I’ll still be posting links on social media (mastodon and bluesky), just not curating them into link posts afterwards.
And I’ll still be posting photos at the end of each newsletter because I find that personally uplifting.
This is just the first plan and it might fail #
If none of this makes any sort of headway towards turning things around for my work or career, then obviously I’ll end up looking for a full-time job somewhere here in Iceland and put the newsletter and blog on a hiatus.
That’d be fine. Not fun, but also not a disaster. I’d rather preserve my independence, but keeping a roof over my head is more important.
Part of my promise to myself this year is that I will give myself the time and space to try a few new (and old) things as well.
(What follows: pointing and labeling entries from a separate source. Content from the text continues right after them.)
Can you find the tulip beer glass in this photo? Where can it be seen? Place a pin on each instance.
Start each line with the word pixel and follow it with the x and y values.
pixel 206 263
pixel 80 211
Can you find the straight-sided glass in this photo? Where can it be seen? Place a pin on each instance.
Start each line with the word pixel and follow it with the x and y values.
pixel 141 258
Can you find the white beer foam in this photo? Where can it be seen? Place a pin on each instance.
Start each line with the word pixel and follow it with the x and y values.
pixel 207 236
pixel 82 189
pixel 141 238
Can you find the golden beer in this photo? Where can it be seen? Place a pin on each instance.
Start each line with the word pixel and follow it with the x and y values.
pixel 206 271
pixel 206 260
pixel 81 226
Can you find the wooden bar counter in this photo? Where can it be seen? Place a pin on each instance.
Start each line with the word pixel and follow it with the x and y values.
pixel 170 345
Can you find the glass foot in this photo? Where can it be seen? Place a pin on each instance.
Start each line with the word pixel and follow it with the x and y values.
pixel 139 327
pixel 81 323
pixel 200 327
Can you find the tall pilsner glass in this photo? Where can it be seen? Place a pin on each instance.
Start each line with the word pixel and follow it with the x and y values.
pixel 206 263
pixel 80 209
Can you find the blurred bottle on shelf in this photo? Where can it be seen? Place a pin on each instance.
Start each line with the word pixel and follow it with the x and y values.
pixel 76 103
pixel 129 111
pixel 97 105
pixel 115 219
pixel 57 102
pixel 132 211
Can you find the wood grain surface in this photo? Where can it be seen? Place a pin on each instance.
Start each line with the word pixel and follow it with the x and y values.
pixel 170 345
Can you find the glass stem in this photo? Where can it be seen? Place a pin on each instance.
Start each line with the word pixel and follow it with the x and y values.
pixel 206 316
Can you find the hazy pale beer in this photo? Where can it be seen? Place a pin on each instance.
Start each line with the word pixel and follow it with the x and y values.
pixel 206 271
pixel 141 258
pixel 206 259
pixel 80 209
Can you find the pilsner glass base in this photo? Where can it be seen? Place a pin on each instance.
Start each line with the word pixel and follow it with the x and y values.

I don’t know what that will look like, but if that changes things, then it changes things. (Obviously.)
Do let me know what you think about this overall (and only partially formed) idea and I’m still open for suggestions. I think it might work. At least it should be fun to try.
I’m not ruling out the unexpected. If a side activity or something off-topic suddenly gets more traction than the main newsletter, then I will absolutely pursue that instead. I don’t expect anything like that will happen but building a sustainable business is more important that building a specific business. Those are two very different tasks.
If you define success as attaining a singular and specific thing, then success will almost always remain out of your grasp.
But if success is I’d like things to improve somewhat and I don’t particularly care how it happens then that’s an open-ended search which is much more likely to succeed.